Tzimtzum 05: erane spenti i solenni tic-tac

Tzimtzum 05: erane spenti i solenni tic-tac

Quando quei tuoi occhi dicevano: “Cartesio ha torto”. Fu quella l’ultima volta che pensai a te come a un creatore. Dodecaedri, poligoni, prismi, ombre, orli e orrori tutti dipendevano da proiezioni e prolungamenti, protesi e profilamenti. Poi moristi per te stesso: ovvero capisti che la rabbia nei confronti dell’autarca pensiero tuo di cane ben pasciuto che s’imbatte nella nobile caccia sarcastica contro il cane magro non t’avrebbe appagato con altro che appetito. E moristi anche per me: ovvero finisti con il significare ancora meno del nulla che fosti all’inizio, quando t’incontrai in via Conciapelli mentre gongolavi perché eri riuscito a imbrogliare una vecchietta rifilandole dei mozziconi di sigaretta e un paio di fiammiferi. Che bel risultato, per un ingordo di trent’anni!

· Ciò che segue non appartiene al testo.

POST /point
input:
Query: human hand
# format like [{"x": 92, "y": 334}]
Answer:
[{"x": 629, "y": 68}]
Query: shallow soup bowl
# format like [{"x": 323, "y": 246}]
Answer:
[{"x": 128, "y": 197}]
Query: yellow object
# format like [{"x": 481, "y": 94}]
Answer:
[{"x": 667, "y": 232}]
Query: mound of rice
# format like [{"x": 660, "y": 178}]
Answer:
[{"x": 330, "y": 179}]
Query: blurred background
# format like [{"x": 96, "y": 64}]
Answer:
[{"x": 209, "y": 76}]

È per questo che ci accaniamo l’uno contro l’altro, William? Per convincere l’altro della sua carognaggine e nascondere all’io la sua ignavia? È arroganza prussiana la tua. E la mia altrettanto. Tu che dall’America sei giunto quasi per caso, un po’ per noia, un po’ per svago e sei rimasto perché sostenevi di voler vivere dentro a una cartolina, nello stesso Alto Adige in cui io ho venduto baguette di coccodrillo ad ereditiere ariane per più di dieci anni mentre secchi bar e bat impauriti tremavano sotto le assi del pavimento. A loro insaputa le Gräfin si fidavano, affidando i loro portafogli ad un mercante ebreo sfollato in questa cartolina sgualcita certo né per caso né per svago né per noia, ma con la stessa avidità di chi era giunto per villeggiatura ed era rimasto per viltà.  

Se Cartesio avesse torto come sostieni, allora perché sei riuscito ad abbindolare la vecchietta e io stuoli di Gräfin senza che il solo pensiero della disonestà si trasformasse in vergogna? C’è chi ha paura per la testa e chi per i piedi e tu sei sempre stato un tipo pedestre. In quella mazurka stanca che era la vita a Bolzano negli anni Quaranta, si dimenavano i tuoi anulari in un malinconico giro del dovere mentre i grossi ginocchioni rotondi, stinchi e garetti risecchi e snocchiati grattavano contro il garrese, la punta dell’anca bucava il mantello a ogni passo e la groppa a corda molla andava consumando il tappeto di luce profumato e caldo che ti avevo tessuto nel settembre del 1920. Im leuchtenden Teppichgemache, da ist es so duftig und warm!

Lo spirito dominava la materia, credevo, ma poi arrivavano continuamente le nostre cene… riuscirò mai più ad assaggiare le squisitezze che gustavamo insieme? Sul pianeta gassoso mi appaiono porzioni di roastbeef solitarie come visioni e poi SpätzleSpargel con prosciutto di Pasqua. Non potresti mai più riabituarti alla dieta americana nemmeno tu. Tutte le scienze non sono altro che l’umana sapienza che permane sempre unica e identica per quanto differenti siano gli oggetti cui si applica, inclusa la culinaria. E i vini, fatti sbarcare dalle navi tedesche tue ancelle con tale premura, e le promesse che ci siamo scambiati nelle profondità della notte facendo tintinnare i bicchieri per quattro, cinque, sei volte, battendo il tempo, contando i minuti che restavano da trascorrere insieme. Erane spenti i solenni tic-tac quando ci accorgemmo di essere delle cose pensanti.